The presentation of the “Mannahatta” exhibition and two accompanying ones, “Dutch Seen: New York Rediscovered” and “Amsterdam/New Amsterdam: The Worlds of Henry Hudson,” is timed to coincide with the 400th anniversary of Henry Hudson’s entrance into New York Harbor. To underline the Dutch character of early New York City (then New Amsterdam), the former is a photo exhibition, a collaboration with a photography museum in Amsterdam, featuring specially-commissioned works by 12 artists—some internationally renowned and some young and emerging—exploring New York and New Yorkers through a Dutch perspective.

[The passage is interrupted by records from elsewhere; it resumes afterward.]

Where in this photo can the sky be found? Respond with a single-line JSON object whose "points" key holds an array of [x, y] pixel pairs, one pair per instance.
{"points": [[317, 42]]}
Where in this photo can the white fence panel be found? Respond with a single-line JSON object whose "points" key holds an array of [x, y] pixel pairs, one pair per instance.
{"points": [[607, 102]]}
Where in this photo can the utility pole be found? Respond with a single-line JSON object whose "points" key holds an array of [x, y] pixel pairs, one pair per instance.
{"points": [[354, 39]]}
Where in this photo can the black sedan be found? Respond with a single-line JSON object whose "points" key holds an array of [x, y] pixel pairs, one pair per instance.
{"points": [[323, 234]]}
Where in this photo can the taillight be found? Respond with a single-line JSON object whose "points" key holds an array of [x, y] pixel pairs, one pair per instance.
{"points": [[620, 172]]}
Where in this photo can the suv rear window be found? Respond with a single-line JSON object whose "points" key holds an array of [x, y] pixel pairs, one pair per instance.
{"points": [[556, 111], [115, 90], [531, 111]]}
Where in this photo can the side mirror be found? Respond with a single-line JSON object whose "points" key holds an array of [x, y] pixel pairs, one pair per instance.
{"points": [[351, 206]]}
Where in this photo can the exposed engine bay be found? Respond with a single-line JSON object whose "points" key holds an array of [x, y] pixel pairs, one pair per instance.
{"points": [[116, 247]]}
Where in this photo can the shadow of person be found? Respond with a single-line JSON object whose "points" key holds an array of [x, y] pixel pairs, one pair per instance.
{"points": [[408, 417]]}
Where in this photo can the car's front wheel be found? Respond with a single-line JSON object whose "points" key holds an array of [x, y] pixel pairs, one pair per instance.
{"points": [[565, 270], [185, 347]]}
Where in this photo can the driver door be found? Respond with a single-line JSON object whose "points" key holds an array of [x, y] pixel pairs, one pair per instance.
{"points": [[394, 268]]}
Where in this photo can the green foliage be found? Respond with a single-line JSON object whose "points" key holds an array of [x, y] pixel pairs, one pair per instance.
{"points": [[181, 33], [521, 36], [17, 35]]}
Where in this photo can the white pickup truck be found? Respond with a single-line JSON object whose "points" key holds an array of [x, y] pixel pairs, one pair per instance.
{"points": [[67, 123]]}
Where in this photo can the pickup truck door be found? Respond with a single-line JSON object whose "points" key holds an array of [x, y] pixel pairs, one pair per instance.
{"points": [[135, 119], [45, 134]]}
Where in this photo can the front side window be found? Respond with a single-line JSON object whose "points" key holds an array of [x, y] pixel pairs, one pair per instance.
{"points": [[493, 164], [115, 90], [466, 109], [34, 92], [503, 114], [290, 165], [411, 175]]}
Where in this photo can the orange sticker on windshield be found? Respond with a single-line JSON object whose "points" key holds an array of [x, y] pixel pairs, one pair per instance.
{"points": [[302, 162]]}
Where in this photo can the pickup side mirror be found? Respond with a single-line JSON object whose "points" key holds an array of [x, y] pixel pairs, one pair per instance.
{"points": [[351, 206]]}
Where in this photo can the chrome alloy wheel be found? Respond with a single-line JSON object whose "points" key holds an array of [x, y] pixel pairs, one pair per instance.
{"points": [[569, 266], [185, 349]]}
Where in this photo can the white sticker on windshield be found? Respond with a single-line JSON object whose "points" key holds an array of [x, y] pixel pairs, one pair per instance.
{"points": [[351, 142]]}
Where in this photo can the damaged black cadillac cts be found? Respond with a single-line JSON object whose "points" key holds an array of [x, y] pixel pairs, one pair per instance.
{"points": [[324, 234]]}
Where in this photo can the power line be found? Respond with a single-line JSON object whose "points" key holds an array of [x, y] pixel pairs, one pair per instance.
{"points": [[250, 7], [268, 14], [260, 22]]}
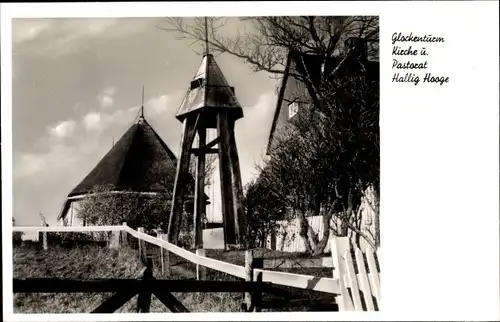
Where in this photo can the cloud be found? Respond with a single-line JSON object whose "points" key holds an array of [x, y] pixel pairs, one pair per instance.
{"points": [[160, 104], [25, 30], [63, 130], [252, 139], [106, 98], [92, 121], [61, 36]]}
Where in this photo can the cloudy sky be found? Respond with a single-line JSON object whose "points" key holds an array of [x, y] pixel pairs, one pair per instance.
{"points": [[77, 86]]}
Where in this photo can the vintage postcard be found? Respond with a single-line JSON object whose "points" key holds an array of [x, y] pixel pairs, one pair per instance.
{"points": [[234, 160]]}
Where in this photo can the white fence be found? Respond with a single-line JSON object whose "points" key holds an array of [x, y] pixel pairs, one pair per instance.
{"points": [[357, 289]]}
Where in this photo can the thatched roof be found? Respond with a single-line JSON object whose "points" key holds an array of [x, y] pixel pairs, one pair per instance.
{"points": [[130, 164], [138, 162]]}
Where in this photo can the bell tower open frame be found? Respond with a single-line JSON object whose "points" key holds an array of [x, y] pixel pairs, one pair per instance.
{"points": [[210, 103]]}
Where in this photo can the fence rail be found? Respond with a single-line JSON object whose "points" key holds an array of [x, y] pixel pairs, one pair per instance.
{"points": [[357, 288]]}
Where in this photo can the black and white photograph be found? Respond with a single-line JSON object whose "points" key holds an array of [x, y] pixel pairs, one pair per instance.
{"points": [[250, 161], [196, 164]]}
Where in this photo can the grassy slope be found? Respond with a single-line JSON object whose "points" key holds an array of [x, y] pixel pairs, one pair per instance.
{"points": [[93, 263]]}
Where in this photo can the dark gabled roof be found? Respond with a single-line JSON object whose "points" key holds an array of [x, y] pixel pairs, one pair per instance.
{"points": [[129, 165], [137, 162], [209, 90], [312, 64]]}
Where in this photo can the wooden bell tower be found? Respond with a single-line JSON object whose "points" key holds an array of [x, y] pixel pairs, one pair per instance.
{"points": [[210, 103]]}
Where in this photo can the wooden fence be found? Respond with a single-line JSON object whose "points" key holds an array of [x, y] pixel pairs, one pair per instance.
{"points": [[356, 286]]}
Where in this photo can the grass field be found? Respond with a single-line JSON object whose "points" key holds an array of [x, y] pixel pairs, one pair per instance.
{"points": [[92, 262]]}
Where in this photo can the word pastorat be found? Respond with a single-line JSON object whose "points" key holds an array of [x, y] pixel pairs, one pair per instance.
{"points": [[408, 65]]}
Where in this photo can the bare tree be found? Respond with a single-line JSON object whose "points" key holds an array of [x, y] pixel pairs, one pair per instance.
{"points": [[327, 167]]}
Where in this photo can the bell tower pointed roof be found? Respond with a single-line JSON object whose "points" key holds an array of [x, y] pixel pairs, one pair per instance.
{"points": [[209, 91]]}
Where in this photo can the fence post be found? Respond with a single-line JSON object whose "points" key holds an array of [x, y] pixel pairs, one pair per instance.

Now that Sanderson’s exhibition has seen the light of day at the Museum of the City of New York, aesthetic connections become apparent. The very beautiful, technologically enhanced, visually-stimulating, and thought-provoking show can certainly be considered art—in every respect. All good art has the effect of altering our perceptions. And we come away from “Mannahatta/Manhattan” with an entirely changed view of New York City, with special emphasis on our own neighborhoods.
“Mannahatta/Manhattan: A Natural History of New York City” continues through October 12. “Dutch Seen: New York Rediscovered” runs through September 13. Both are at the Museum of the City of New York, 1220 Fifth Avenue at 103rd Street.